Lexical bundles(単語連鎖)とコロケーションとイディオムの違いについて教えてもらいました。

参考書

コーパス言語学を専門にする知り合いが「Lexical Bundles」(単語連鎖)について研究していると言って、私には「lexical bundles」という言葉自体が初耳だったので、Lexical bundlesとコロケーションの違いについて教えてもらいました。

以下は知り合いの説明と、下記の本に掲載されていた「Biber and Conrad (1999) Lexical Bundles in Conversation and Academic Prose」の中の記載を参考にして書いたものです。(ただ、いろいろな定義があり、人によって使い方も違うようです)

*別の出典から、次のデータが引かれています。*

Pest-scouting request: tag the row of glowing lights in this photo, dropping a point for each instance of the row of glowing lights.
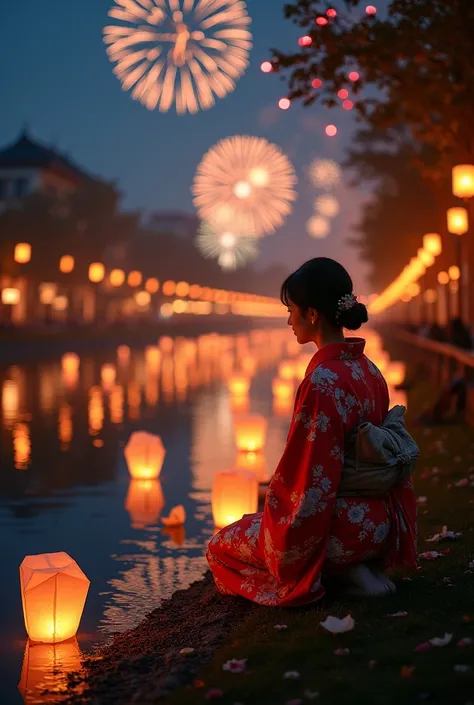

  • Biber, Douglas, and Susan Conrad. “Lexical bundles in conversation and academic prose.”  in. H. Hasselgard & S. Oksefjell (Eds.), Out of corpora (pp. 181–190). Amsterdam: Rodopi.

 

イディオム

kick the bucket (=死ぬ)、bear in mind(=覚える)、around the bush (=遠回しに言う) のように、その表現を構成する1つ1つの単語「kick」「bucket」「bush」などからはその表現の意味(「死ぬ」、「覚える」、「遠回しに言う」など)が想像できない、比較的一定の表現のことをいいます。(Biber and Conrad 1999, p. 183)日本語では慣用句と訳されることが多いようですが、ちょっとニュアンスが違うみたいです。

コロケーション

ある単語と単語のよく使われる組み合わせやつながりのこと。例えば、「みかん」という単語のコロケーションだと「みかんを食べる」「こたつの上のみかん」「くさったみかん」「みかんを買う」などといったようなよくある組み合わせが思い浮かびます。Biber and Conad の例では(p.183)、littleはよくbaby, bag, bit(s), boy(s), devilなどといった言葉とよく共起し、smallはamount(s), letters, part, pieceなどといった単語と共起しやすいといっていました。

Lexical bundles(単語連鎖)

よく出てくる単語のつながりですが、コロケーションより長いです。「do you want me to」 、「I said to him」, 「in the case of the」、「what I want to do is」「those of you who」「I just kind of」など、良く使われる組み合わせのことを言います。これらは完全な文ではなく、慣用句や決まり文句でもありません。さらに、普段自然に使うので見落とされがちで、直感でではなくコーパスを通して実証することで分かっていくことが多いようです。

イディオムとの違いは、イディオムは日常で必ずしもよく使われるわけではないのに対し、lexical bundlesは、日常(またはある場面)で頻出する単語のつながりのことを指すそうです。

こういうlexical bundlesは言語学習でかなり役にたちそうだと思いました。